Nun, angesichts der schrecklichen, anhaltenden und widerkehrenden Traumata, die Menschen erleiden, die als Kinder missbraucht wurden, Woche für Woche, Jahr für Jahr, was hätte ich sagen sollen über meine eigenen dreißig Sekunden Ekel, damals in den 1950er Jahren? Hätte ich lügen sollen und sagen, es sei das Schlimmste gewesen, das mir je widerfahren sei? Hätte ich unaufrichtig nach dem Mitleid heischen sollen, das Opfern angedeiht, die wahrhaft für den Rest ihres Lebens gezeichnet sind? Hätte ich den Täter namentlich nennen und posthume Schande über ihn bringen sollen?

Nein, nein und nein. Denn das hätte eine Herabsetzung und Beleidigung jener Menschen bedeutet, deren Leben tatsächlich in Trümmern liegen, etwa wegen wiederholtem Missbrauch durch den eigenen Vater oder eine andere Person, die für sie wichtig war.

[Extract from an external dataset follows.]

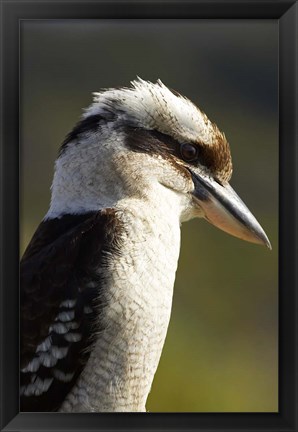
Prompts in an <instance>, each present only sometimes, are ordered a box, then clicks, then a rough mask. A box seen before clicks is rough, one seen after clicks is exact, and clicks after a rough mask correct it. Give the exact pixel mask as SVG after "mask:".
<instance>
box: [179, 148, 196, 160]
mask: <svg viewBox="0 0 298 432" xmlns="http://www.w3.org/2000/svg"><path fill="white" fill-rule="evenodd" d="M180 153H181V156H182V157H183V159H184V160H185V161H186V162H192V161H194V160H196V159H197V157H198V147H197V146H195V145H193V144H181V147H180Z"/></svg>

Dies zu tun hätte diese verständlicherweise entrüstete Antwort provoziert: „Wie können Sie es wagen, so viel Aufhebens um eine Widerwärtigkeit zu machen, die bloß eine halbe Minute dauerte, ein einziges Mal vorkam und wo der Täter nicht der eigene Vater war, sondern ein Lehrer, der in Ihrem Leben keinen besonderen Stellenwert hatte. Hören Sie auf, das Opfer zu spielen. Beenden Sie den Versuch, jenen die Show stehlen zu wollen, die wahre Opfer ihrer tragischen Situation wurden. Schlagen Sie nicht blinden Alarm aufgrund Ihrer eigenen unangenehmen Episode, weil es jene unterminiert, deren Erlebnisse um so viel ärger waren – und sind.“

Aus diesem Grund habe ich meine eigene schlechte Erfahrung heruntergespielt. Pädophile Angriffe generell zu entschuldigen oder die entsetzlichen Erlebnisse anderer auf die leichte Schulter zu nehmen war nie meine Absicht.

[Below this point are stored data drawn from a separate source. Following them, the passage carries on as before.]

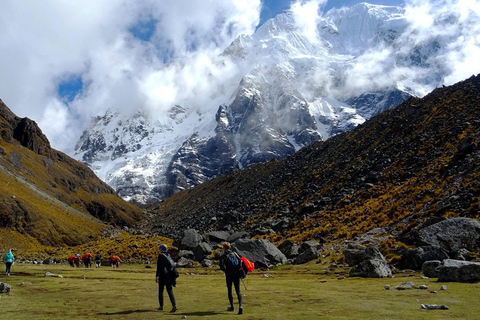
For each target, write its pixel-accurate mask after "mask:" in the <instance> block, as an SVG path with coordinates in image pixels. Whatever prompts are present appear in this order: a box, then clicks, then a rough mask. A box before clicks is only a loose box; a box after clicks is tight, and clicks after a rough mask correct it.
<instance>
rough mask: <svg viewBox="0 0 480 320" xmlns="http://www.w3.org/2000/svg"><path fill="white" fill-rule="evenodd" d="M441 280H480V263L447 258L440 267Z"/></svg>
mask: <svg viewBox="0 0 480 320" xmlns="http://www.w3.org/2000/svg"><path fill="white" fill-rule="evenodd" d="M438 270H439V276H438V281H439V282H446V281H451V282H478V281H480V263H479V262H467V261H462V260H453V259H447V260H444V261H443V262H442V264H441V265H440V266H439V267H438Z"/></svg>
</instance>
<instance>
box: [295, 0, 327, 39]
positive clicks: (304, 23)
mask: <svg viewBox="0 0 480 320" xmlns="http://www.w3.org/2000/svg"><path fill="white" fill-rule="evenodd" d="M326 2H327V0H310V1H304V0H297V1H295V2H294V3H292V6H291V8H290V12H291V13H292V15H293V18H294V19H295V23H296V25H297V27H298V28H299V29H300V30H301V32H302V33H303V35H304V36H305V37H306V38H307V39H309V40H310V41H311V42H312V43H316V42H318V40H319V39H318V32H317V24H318V19H319V13H320V12H319V9H320V7H322V6H323V5H324V4H325V3H326Z"/></svg>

Ich hätte gehofft, all dies sei offensichtlich. Doch vielleicht war mein letzter Satz des oben zitierten Absatzes anmaßend. Ich weiß nicht mit Sicherheit, ob die Erlebnisse meiner Freunde mit demselben Lehrer ebenso kurz dauerten wie bei mir, und ob sie im Gegensatz zu meinem wiederholt vorkamen. Daher schrieb ich nur: „Ich glaube nicht, dass er auch nur bei einem von uns einen bleibenden Schaden angerichtet hat“. Bei vielen Gelegenheiten sprachen wir untereinander darüber, insbesondere nach seinem Selbstmord, und stimmten faktisch darin überein, dass sein Tod durch Vergiften um einiges erschütternder war, als es seine sexuellen Streifzüge gewesen waren. Falls ich mich hier bezüglich einzelner irre; falls einer meiner Freunde wirklich noch lange nach diesen Vorfällen traumatisiert ist; falls sie womöglich häufig vorgekommen sind und schwerwiegender waren als das einmalige, unangenehme, jedoch kurzes Betasten, das ich erdulden musste, möchte ich mich entschuldigen.